Advertising revenue is in free-fall at European newspapers, which have seen a sharp decrease in their advertising income in the last two months: the worst in the industry’s history. Against this backdrop, publishers are asking the EU to abstain from changing copyright rules as suggested by the European Commission this week.
In July and August, advertising revenue for Europe’s press fell between 20% and 50%, recording the worst drop ever, according to data collected by the European Newspaper Publishers’ Association (ENPA).
“The worst falls affected Central and Eastern Europe. Newspapers in countries like Poland, Hungary or the Czech Republic recorded a 50% decrease in their advertising revenues,” ENPA Executive Director Valtteri Niiranen told EURACTIV.

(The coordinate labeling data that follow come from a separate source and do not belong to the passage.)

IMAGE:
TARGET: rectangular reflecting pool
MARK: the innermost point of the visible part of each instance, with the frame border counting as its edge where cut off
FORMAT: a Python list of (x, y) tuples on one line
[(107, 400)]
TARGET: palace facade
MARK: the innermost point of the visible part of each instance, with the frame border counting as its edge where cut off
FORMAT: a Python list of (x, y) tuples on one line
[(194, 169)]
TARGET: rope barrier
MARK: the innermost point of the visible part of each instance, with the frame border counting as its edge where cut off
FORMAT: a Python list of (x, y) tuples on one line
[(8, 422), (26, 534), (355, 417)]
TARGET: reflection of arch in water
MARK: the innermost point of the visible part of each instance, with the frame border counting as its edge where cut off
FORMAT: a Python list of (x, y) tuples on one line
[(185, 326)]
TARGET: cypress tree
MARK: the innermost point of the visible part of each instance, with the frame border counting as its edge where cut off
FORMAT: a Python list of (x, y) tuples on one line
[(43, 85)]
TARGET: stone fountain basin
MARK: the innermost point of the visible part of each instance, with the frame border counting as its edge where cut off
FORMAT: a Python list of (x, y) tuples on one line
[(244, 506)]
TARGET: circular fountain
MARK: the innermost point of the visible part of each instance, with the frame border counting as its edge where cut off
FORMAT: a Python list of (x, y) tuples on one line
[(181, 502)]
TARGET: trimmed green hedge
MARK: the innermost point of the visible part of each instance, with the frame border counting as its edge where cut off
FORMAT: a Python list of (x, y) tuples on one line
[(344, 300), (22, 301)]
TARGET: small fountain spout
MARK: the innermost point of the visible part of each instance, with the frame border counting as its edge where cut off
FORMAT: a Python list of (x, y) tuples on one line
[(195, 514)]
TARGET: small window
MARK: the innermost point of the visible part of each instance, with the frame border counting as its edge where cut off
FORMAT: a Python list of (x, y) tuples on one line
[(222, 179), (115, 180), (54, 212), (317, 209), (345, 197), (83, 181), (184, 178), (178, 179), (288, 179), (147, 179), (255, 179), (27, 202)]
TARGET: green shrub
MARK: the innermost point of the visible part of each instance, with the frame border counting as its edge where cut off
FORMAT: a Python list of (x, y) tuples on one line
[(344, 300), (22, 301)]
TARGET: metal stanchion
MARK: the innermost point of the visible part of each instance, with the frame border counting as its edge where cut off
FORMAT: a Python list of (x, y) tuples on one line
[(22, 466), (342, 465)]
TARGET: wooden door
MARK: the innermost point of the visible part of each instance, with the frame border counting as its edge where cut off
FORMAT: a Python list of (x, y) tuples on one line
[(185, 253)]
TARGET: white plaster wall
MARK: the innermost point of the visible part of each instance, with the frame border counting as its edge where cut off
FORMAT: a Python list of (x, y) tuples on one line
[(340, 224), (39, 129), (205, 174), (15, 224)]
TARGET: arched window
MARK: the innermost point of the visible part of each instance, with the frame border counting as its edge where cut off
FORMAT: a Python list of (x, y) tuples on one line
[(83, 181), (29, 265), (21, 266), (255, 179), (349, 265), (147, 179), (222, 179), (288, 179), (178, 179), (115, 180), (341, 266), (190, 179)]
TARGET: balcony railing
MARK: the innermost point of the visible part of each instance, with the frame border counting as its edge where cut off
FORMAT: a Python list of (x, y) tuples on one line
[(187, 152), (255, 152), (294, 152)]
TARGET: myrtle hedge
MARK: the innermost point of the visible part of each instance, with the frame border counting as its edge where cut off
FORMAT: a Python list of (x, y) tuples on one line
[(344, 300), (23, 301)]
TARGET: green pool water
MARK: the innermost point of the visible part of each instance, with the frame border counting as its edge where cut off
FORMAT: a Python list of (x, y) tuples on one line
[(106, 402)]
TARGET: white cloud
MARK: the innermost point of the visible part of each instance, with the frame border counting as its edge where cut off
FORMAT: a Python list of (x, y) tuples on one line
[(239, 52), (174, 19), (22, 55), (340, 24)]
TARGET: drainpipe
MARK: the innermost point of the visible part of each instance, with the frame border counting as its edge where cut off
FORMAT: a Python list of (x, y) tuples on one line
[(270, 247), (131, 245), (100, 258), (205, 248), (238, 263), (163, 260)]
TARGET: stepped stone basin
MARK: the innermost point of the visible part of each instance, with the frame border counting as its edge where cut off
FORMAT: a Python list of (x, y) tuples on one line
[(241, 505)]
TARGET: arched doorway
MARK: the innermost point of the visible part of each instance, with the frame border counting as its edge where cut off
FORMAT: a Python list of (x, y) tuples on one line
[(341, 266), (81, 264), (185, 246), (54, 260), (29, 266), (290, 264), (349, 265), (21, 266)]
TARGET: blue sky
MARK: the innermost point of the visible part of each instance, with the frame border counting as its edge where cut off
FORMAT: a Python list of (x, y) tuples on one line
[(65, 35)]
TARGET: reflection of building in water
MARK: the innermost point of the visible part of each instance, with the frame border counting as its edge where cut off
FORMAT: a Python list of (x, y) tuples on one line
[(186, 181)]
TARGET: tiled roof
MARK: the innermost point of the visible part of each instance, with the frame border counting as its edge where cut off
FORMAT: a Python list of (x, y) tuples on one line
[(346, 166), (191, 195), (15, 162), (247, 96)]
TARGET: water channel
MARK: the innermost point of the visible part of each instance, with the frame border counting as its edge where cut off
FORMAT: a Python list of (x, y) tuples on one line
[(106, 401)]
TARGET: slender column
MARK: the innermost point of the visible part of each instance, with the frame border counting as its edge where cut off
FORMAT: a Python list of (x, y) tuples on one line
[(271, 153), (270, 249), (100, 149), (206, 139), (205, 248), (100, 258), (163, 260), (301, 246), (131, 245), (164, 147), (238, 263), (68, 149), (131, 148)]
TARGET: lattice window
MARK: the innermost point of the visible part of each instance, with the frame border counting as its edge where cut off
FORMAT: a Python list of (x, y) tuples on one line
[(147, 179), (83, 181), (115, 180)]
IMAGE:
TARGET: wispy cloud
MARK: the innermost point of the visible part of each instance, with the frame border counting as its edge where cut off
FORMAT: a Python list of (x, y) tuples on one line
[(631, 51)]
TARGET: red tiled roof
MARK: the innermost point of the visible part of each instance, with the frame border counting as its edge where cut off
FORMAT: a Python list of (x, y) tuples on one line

“In Northern Europe revenues shrank by 20%, while in Southern Europe by 35%,” Niiranen added.
The economic crisis prompted the historic drop in commercial revenues, as many companies cut advertising expenses as part of wider cost-cutting programmes.
But newspapers are facing a crisis which goes beyond the current general turmoil, with the Internet pulling readers away from papers while new actors compete for advertising income, newspapers’ biggest source of revenue.
“Every element of our business is under pressure and the fundamental challenge is how to take advantage of the limitless possibilities offered by digital technology and distribution for the benefit of our readers, whilst ensuring that publishing businesses remain profitable enough to continue to invest in professional journalism and the creative process,” said Angela Mills, executive director of the European Publishers’ Council, which represents the main EU publishers.
To prevent further losses, publishers are asking the European Commission to keep EU copyright rules as they stand. “Now is not the time to pull the rug from under us by changing copyright law just at the very moment when publishers are more commercially vulnerable than ever before,” Mills said.
Their call, however, seems to have fallen on deaf ears. This week, Internal Market Commissioner Charlie McCreevy and Information Society Commissioner Viviane Reding announced in a joint statement their intention to push for reform of the “fragmented” EU copyright system.
The announcement came as the EU executive was holding a public hearing on Google’s controversial initiative to digitise old books. The commissioners offered their support for the Google Books project and promised to “modernise” EU rules on copyright to make similar initiatives flourish (EURACTIV 08/09/09).
“A possible change in the current EU copyright framework in the favour of other stakeholders, such as Google, would represent a direct threat to the viability of the publishing industry,” ENPA and FAEP (the Federation of European Magazines) stressed in a statement after their presidents had met Commissioner Reding this week.
Google is in the firing line of European publishers over its book project and its online news service (Google News), as well as due to its predominant position in the global online advertising market.